Thursday, March 27, 2014

Why the Divide?

"What's next?" A simple question we have all asked ourselves countless times. I suppose it is an open enough question not to be considered a waste on daily tasks and lives. On a larger scale, it is a deep question regarding the direction in which we intend to direct our lives. Personally, I either havent figured out the "next" in terms of my ultimate life direction, or I am just too nearsighted to look beyond the next year or so. That being said, once I set my mind in a direction, I am dedicated and cannot focus on much other completing a chosen task.

As I gazed out at the Pacific Ocean on the rocky, seaweedy beach of Cape Alava, Washington, after hiking a few miles through the rainforest, and biking more than just a few miles from the Atlantic Ocean over 45 days, I asked myself that very same question, 'Whats next?' How could I top the feeling of accomplishment of riding solo, unguided and unsupported across the country? I don't need to top the feeling, but I would like to be able to match it, and to do that, my adventures now need to operate on a higher level.  Although it had been a trip I had always thought might be awesome, Tour Divide had seemed out of reach, prior to my trip across the country. After my first big tour, the unrealistic seemed more realistic, so I have chosen to race Tour Divide as my next goal.

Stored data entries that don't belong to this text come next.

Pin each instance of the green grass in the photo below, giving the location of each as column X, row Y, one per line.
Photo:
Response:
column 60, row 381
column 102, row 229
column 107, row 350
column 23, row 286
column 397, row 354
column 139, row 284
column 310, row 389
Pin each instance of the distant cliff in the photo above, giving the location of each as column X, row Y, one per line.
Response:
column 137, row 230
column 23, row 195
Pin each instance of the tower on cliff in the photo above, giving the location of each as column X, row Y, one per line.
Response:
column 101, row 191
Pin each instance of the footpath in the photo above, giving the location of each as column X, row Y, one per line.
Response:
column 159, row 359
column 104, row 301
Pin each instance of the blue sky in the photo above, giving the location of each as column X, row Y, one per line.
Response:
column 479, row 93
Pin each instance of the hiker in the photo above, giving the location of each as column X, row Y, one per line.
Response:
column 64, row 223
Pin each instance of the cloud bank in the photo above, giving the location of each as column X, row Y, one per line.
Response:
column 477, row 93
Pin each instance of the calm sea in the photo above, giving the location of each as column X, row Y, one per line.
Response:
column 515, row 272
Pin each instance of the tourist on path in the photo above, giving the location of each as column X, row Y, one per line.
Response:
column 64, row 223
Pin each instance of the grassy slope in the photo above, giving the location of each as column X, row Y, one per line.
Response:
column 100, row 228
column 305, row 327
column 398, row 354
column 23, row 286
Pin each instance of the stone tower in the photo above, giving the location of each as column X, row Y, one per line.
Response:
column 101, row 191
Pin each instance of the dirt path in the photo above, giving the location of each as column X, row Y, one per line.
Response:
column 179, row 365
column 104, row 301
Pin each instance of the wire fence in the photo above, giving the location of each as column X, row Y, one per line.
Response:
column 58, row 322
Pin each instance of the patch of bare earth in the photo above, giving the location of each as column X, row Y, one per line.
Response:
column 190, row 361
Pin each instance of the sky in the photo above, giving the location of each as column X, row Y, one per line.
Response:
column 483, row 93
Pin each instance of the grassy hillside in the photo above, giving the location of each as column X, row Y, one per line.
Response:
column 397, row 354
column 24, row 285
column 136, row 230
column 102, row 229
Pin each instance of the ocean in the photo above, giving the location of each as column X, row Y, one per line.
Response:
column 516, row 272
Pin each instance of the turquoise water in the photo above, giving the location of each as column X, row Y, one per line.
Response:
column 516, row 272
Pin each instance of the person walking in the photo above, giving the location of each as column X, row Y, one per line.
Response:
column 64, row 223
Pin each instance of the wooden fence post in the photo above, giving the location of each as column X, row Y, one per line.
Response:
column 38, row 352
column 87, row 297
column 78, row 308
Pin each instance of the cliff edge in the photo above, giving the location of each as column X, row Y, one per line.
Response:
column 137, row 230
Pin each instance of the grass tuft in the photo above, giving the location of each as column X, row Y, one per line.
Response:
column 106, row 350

By the time I am getting around to writing this, I have had my sights set on this goal for several months. My theory on training had to change a bit for this ride. While I consider myself an avid bicyclist and racer, I have always made sure to keep the focus on fun, and prior to Tour Divide, I tried to avoid the word "training." I don't train for local races, or fun rides, I just ride. Riding my bike is about having fun. 'Training' is an extremely useful term in that it sounds important and therefore is a good, socially accepted excuse for spending countless hours in the woods, on my bike. Winter '13-14 may have started out with lacking snow depths, but right from the beginning cold temps set in.  Last fall I decided to get myself a fat bike, his name is Url, and we spend a lot of time together in the bitter weather this past winter. While I rarely regret the decision to go ride, I must say that much below 20 deg F, it is damn cold on a bike, and hard to find motivation to go ride. This is where Tour Divide transformed riding into training. I have spent many hours in the harsh Vermont winter temps fending off frostbite to log some winter training miles. When I just couldn't bare the cold, and still needed to keep my legs spinning, I would chock up my roadie in the trainer and do intervals to commercial breaks while watching crappy cable TV.

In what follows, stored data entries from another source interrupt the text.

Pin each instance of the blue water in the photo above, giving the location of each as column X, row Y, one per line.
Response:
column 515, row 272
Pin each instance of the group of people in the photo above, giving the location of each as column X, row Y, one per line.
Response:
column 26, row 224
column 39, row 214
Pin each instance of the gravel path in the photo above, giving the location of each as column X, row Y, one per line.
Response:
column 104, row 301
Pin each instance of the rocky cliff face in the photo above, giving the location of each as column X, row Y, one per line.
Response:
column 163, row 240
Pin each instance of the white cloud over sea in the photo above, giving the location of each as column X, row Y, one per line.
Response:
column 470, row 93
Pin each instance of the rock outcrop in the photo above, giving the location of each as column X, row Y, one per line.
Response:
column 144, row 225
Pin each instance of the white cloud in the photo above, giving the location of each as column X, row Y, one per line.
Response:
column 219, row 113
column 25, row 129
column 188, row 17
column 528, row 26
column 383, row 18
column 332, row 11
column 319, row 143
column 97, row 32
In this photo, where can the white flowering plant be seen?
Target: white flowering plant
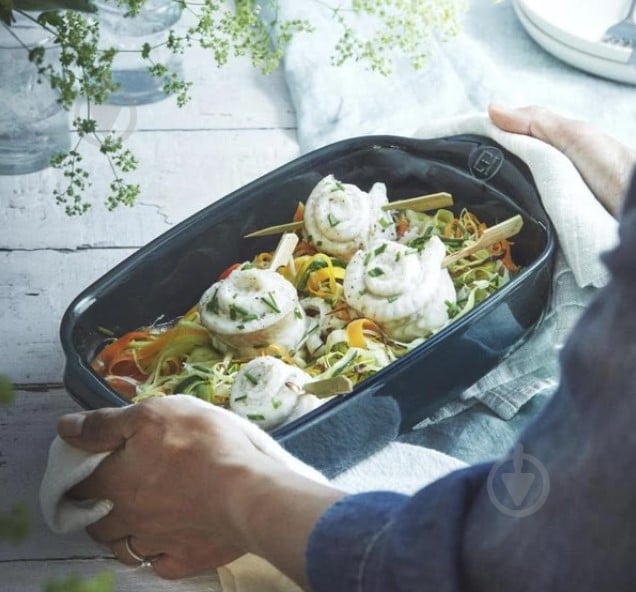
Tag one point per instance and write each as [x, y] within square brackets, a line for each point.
[227, 29]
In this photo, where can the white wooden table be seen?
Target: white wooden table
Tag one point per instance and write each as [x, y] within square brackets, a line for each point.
[238, 126]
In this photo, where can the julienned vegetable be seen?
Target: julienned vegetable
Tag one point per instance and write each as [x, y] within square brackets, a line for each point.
[325, 331]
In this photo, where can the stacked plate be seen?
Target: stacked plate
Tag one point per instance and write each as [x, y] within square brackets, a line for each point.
[573, 31]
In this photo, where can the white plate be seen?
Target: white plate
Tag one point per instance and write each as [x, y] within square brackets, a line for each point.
[577, 39]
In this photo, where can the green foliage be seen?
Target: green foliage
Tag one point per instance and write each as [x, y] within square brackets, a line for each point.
[15, 524]
[102, 582]
[227, 30]
[8, 6]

It pretty easy to say that a professional athlete has a dreamlike job, and a piece of cake lifestyle. I used to think this. I wouldn't knock it, given the chance,  but to perform on that level, in any sport, the training hours required are beyond those of a full time job. Trying to balance a physically demanding full time job, attempting to keep some kind of social life, and train to be competitive for professional level ultra-endurance riding, doesn't leave much time lying around. I have made it a point, especially in the last few weeks to get at least one 5+ hour ride in a week. All the 1-3 hour rides I've been entertaining myself with all winter have definitely helped, but there is simple no replacement for long rides, with 8-10 hours in saddle. I hope that warmer weather will get me re-motivated in that direction. I plan to be in the saddle for 12-14+ hours daily along Tour Divide, with a personal goal of 18 days, hopefully no more than 22, weather pending.